Тот старец, не имевший ни единого зуба во рту, сказал: «О эмир, я слышал, что ты поднялся после тяжелой болезни и потому принес тебе меду, который укрепит твои силы». Я спросил: «А ты почему остался и не убежал от чумы, разве ты не боишься?»
Старец-дастур ответил: «Я каждый день принимаю немного меду и по этой причине чума не страшна мне, потому что тот, кто каждодневно употребляет мед, никогда не станет жертвой заразной болезни».

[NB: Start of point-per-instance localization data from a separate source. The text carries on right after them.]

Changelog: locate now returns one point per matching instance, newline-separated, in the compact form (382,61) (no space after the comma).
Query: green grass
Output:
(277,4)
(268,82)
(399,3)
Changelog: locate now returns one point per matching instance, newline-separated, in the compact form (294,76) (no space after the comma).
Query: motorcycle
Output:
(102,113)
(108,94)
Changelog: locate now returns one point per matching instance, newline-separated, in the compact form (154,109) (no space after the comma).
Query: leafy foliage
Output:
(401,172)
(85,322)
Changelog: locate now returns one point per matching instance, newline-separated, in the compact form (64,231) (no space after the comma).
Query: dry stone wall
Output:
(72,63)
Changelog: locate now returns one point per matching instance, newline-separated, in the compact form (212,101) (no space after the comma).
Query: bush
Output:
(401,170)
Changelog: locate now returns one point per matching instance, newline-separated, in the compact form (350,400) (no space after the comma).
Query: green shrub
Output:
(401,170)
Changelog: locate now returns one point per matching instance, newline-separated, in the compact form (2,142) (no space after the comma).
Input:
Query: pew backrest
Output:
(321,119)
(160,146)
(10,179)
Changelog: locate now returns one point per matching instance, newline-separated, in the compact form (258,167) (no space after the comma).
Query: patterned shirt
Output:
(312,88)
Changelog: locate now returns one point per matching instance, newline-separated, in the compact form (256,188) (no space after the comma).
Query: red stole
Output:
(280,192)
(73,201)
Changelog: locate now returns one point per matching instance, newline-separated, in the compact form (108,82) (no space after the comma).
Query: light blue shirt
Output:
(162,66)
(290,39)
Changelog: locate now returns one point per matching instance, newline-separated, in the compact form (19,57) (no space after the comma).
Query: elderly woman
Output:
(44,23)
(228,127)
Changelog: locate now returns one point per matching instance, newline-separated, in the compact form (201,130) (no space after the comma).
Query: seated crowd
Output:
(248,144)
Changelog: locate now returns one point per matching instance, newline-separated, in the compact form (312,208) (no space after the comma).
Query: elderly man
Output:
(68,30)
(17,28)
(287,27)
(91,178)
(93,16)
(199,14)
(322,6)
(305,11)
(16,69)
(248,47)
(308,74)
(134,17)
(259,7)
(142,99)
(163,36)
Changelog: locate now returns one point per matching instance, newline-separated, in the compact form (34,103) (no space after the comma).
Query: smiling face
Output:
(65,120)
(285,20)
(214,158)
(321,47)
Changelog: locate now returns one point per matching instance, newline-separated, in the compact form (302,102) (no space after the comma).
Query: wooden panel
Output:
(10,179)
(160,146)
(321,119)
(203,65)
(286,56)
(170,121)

Я спросил: «А кто сказал тебе, что каждодневно принимая мед можно уберечься от чумы?» Дастур ответил: «О том написано в наших книгах, и первым кто об этом узнал был Гаю-март». Я спросил: «Кто был Гаю-март, что-то я не слышал такого имени?» Дастур спросил: «О эмир, читал ли ты «Шах-намэ», который написал Фирдоуси?» Я ответил утвердительно. Дастур сказал: «Гаю-март — это тот, кто приведен в Шах-намэ как Каюмарс, однако на самом деле его звали Гаю-март, что означает — «муж, обладающий знанием».
Я сказал: «В этом отношении видно, ты знаешь больше создателя «Шах-намэ», на могиле которого в Тусе я установил надгробный камень, потому как поправляешь его». Дастур ответил: «Да, о эмир, я не умею слагать стихи, однако знаю больше их авторов, знаю подлинные имена древних владык Ирана, они приведены в нашей книге. А Фирдоуси, не читавший или не желавший читать древних книг, привел те имена в своей книге понаслышке».
Затем дастур заговорил о меде, сказал что он принес его из собственных ульев и заверил, что отведав того меду, я вскоре окрепну.
Я пожаловал ему несколько золотых монет, но он отказался их принять, сказав: «О эмир, я не пришел к тебе для того, чтобы продавать свой мед, а затем, чтобы услужить тебе». Я несколько дней принимал тот мед и набрался сил и, с тех пор, всякий раз, как почувствую недомогание, прибегаю к меду. Через несколько дней мое недомогание прошло.
Поскольку я всегда стремлюсь к обладанию знаниями и почитаю людей ученых, моим первоначальным желанием иметь с тем дастуром более подробную беседу, однако не я мог далее задерживаться в Дарабуджерде, чума грозила погубить все мое войско. Оставив больных в том городе, я выделил небольшой отряд для ухода за ними и сопровождения их на родину в случае излечения, или захоронения, в случае их смерти.